W A. MOZART : Concerto pour piano K 488.Robert SCHUMANN : Concerto pour piano. Margarita Höhenrieder, piano,Wiener Symphoniker, dir. Fabio Luisi. 1CD SOLO MUSICA (www.solo-musica.de) : SM189. Distribution Laurent WORMS (Cette adresse e-mail est protégée contre les robots spammeurs. Vous devez activer le JavaScript pour la visualiser.). TT : 75’ 01.

À elle seule, la photo de couverture en dit long sur la complicité du chef et de la pianiste. Ils interprètent deux Concertos pour piano et orchestre de Mozart de Schumann.
Le Concerto pour piano et orchestre n°23 en La Majeur (KV488) de W. A. Mozart comporte deux mouvements rapides avec un mouvement central lent. Dans le premier : Allegro, il spécule sur un sujet vif et un sujet plus suave, avec des tonalités mineures. Il incombe au piano d’orner le premier, d’assurer, après la ritournelle orchestrale, des traits de soliste, puis de rappeler le thème initial. À noter la libre cadence conclusive qui termine le premier tutti assortie d’une brève coda. L’Adagio central est marqué par le balancement de rythmes de sicilienne ; à l’exposition du thème à découvert, répondent clarinette, flûte, basson et violons. Un nouveau thème passera, au piano, du mineur au majeur.

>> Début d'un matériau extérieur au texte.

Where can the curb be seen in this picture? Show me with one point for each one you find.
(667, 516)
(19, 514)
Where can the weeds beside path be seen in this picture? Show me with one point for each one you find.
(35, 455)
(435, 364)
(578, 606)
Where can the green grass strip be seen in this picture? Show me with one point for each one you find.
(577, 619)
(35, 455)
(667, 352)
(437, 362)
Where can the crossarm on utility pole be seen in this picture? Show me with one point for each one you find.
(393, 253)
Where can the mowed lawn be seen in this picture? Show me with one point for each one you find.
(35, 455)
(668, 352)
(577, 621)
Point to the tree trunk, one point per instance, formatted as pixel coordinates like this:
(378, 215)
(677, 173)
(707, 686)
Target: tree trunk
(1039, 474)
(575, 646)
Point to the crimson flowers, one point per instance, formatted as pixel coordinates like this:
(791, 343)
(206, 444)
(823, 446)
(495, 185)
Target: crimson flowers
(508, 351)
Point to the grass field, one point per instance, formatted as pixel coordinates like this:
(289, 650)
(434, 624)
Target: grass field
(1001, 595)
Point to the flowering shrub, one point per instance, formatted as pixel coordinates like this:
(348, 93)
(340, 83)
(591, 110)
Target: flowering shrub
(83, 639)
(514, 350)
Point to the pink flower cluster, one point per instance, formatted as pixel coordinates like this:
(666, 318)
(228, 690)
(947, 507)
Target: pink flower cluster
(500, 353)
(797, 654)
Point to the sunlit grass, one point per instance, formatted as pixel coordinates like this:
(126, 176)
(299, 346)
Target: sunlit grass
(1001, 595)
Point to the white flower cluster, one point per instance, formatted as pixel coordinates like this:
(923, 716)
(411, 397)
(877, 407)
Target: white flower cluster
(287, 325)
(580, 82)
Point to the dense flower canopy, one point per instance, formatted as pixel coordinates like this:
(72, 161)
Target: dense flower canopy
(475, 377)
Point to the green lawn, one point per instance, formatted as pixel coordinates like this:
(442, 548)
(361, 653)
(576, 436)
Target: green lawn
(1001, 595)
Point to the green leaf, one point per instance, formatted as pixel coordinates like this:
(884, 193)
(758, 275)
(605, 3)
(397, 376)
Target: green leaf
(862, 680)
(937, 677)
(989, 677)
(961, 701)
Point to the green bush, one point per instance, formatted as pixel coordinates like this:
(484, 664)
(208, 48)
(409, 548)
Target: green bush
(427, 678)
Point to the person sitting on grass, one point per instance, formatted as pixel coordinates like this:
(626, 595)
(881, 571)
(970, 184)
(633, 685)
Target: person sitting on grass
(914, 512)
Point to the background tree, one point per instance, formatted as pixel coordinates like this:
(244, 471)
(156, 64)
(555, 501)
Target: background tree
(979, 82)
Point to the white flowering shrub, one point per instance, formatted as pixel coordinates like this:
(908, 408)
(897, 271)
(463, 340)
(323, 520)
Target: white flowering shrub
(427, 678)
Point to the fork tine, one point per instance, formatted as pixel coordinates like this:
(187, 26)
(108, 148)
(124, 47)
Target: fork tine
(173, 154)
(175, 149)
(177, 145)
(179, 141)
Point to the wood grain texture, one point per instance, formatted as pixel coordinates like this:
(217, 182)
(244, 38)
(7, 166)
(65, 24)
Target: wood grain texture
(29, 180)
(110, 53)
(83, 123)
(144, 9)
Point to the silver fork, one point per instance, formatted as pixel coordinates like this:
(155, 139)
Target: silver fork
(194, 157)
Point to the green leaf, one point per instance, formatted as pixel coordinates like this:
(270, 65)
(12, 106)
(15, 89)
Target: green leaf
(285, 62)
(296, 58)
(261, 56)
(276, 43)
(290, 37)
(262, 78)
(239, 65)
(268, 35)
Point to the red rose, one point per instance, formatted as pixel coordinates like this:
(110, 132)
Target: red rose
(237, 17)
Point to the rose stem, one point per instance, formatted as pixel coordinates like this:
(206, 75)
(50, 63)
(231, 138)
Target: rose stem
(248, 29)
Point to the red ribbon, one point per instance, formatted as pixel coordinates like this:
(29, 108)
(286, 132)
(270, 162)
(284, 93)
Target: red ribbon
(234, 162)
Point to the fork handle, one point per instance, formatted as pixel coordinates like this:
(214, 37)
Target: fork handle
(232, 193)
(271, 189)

Suit un dialogue entre la pianiste et les vents avec pizzicati des cordes, qui aboutit au pianissimo. Dans l’Allegro assai, le piano énonce à découvert un thème vivace auquel répondent le quatuor et les vents. Ce dernier mouvement est proche du rondeau et de l’allegro de sonate. La soliste, avec un remarquable toucher mozartien, se distingue particulièrement dans le premier intermède, puis dans la strette.
Le Concerto pour piano et orchestre en la mineur (op. 54) de Robert Schumann, achevé en 1845, créé par Clara Schumann en 1846, est dédié au pianiste Ferdinand Hiller. Il est également structuré en 3 mouvements : deux rapides, avec Andantino grazioso en intermède. L’Allegro affettuoso est introduit par le hautbois sur des accords au piano. Margarita Höhenrieder met en valeur la facture mélodique schumannienne. Le bref intermezzo comporte des répliques plus intimes entre la soliste et l’orchestre, et témoigne de la grande connivence entre chef et interprète. Dans le Finale, le piano se fait conquérant. Exceptionnelle collaboration entre le chef Fabio Luisi, l’Orchestre symphonique de Vienne et la soliste.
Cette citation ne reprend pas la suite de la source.